Há uns dias tornaram-se públicas as afirmações de um ex treinador, Graeme Souness, sobre as equipas orientadas por José Mourinho, “As equipa dele não são agradáveis de se ver”.

Ora olhando para esta frase, acredito que pode ser interpretada de duas maneiras, por quem consome o desporto pelo prazer de ver e sentir (adeptos) e por quem o olha com olhos de análise, sustentado num conhecimento do que é o jogo (treinadores).

Julgando do ponto de visto do adepto que vê o jogo pela sua equipa ou por gostar do desporto e das emoções que ele transporta consigo, percebo se alguém fizer esta critica, já que estamos a falar de um jogo ou uma ideia sem os desequilíbrios necessários para provocar momentos que façam os adeptos levantar-se da cadeira e vibrar, contudo, acredito que em muitos adeptos, quando se trata da sua própria equipa, não se importam de abdicar destes 90 minutos de emoção pela vitória no final (e os do Tottenham certamente estão satisfeitos pela razia de títulos que vivem há anos).

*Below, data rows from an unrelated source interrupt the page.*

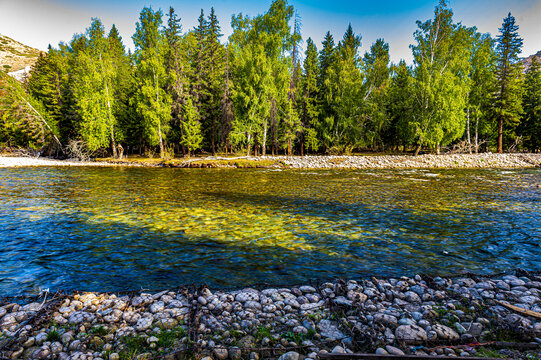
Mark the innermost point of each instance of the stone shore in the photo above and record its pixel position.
(418, 315)
(484, 160)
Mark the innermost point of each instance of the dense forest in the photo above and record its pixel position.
(267, 91)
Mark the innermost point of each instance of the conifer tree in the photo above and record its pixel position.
(441, 83)
(509, 78)
(344, 95)
(215, 53)
(400, 106)
(480, 109)
(376, 69)
(310, 106)
(94, 90)
(153, 102)
(123, 88)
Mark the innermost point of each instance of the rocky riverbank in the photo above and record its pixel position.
(450, 161)
(467, 316)
(20, 161)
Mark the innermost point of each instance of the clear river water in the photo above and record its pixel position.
(112, 229)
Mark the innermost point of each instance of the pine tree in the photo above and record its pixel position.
(530, 127)
(191, 127)
(177, 75)
(509, 78)
(479, 112)
(310, 105)
(153, 102)
(441, 83)
(376, 69)
(23, 120)
(94, 90)
(50, 83)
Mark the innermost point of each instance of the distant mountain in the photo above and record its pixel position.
(528, 61)
(16, 58)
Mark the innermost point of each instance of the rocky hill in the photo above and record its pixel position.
(16, 58)
(528, 61)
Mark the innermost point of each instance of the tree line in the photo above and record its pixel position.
(265, 91)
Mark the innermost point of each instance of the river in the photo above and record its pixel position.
(111, 229)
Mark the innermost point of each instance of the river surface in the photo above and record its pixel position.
(111, 229)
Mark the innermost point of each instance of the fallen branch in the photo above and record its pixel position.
(520, 310)
(398, 357)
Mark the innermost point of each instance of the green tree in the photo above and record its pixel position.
(216, 66)
(153, 102)
(377, 72)
(50, 83)
(310, 106)
(480, 109)
(509, 79)
(123, 84)
(261, 87)
(530, 127)
(343, 93)
(191, 127)
(441, 83)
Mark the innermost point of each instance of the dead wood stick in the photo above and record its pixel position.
(520, 310)
(397, 357)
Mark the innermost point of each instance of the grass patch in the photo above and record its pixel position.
(261, 333)
(484, 352)
(167, 339)
(299, 338)
(53, 336)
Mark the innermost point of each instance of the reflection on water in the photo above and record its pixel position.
(131, 228)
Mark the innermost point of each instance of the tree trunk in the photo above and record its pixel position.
(113, 144)
(162, 152)
(417, 149)
(264, 144)
(289, 147)
(500, 135)
(468, 128)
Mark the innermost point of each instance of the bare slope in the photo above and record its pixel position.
(528, 61)
(15, 56)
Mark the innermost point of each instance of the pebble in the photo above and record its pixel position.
(394, 311)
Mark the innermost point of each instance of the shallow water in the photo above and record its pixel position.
(107, 229)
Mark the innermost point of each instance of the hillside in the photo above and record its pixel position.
(16, 57)
(527, 61)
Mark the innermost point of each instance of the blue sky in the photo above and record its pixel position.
(40, 22)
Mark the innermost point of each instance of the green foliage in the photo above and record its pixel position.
(530, 127)
(98, 330)
(309, 99)
(508, 104)
(191, 127)
(23, 121)
(93, 90)
(152, 101)
(440, 86)
(188, 91)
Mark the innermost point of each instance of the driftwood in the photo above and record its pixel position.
(520, 310)
(398, 357)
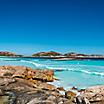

Por outro lado, quando se olha do ponto de vista do treinador temos de ser muito mais completos e sustentados na crítica do que no elogio. Primeiro por ter uma perceção do contexto do mundo do futebol e da complexidade do mesmo. Hoje, todos falam sobre José Mourinho e que o pragmatismo é a melhor coisa do mundo. Existe sempre alguém que espera vitórias para provar pontos de vista. O que não se percebe é que a linha entre ganhar e o perder no alto nível é muito ténue. Pegando na emblemática discussão (Mourinho vs Guardiola), o Mourinho não é melhor que o Guardiola porque o venceu há uns dias, nem vice-versa em outros momentos, quem acha isso, tem todo o direito, mas que seja muito mais completo na análise, que fale dos recursos que ambos têm, das suas ideias, das suas estratégias, do passado de ambos, etc.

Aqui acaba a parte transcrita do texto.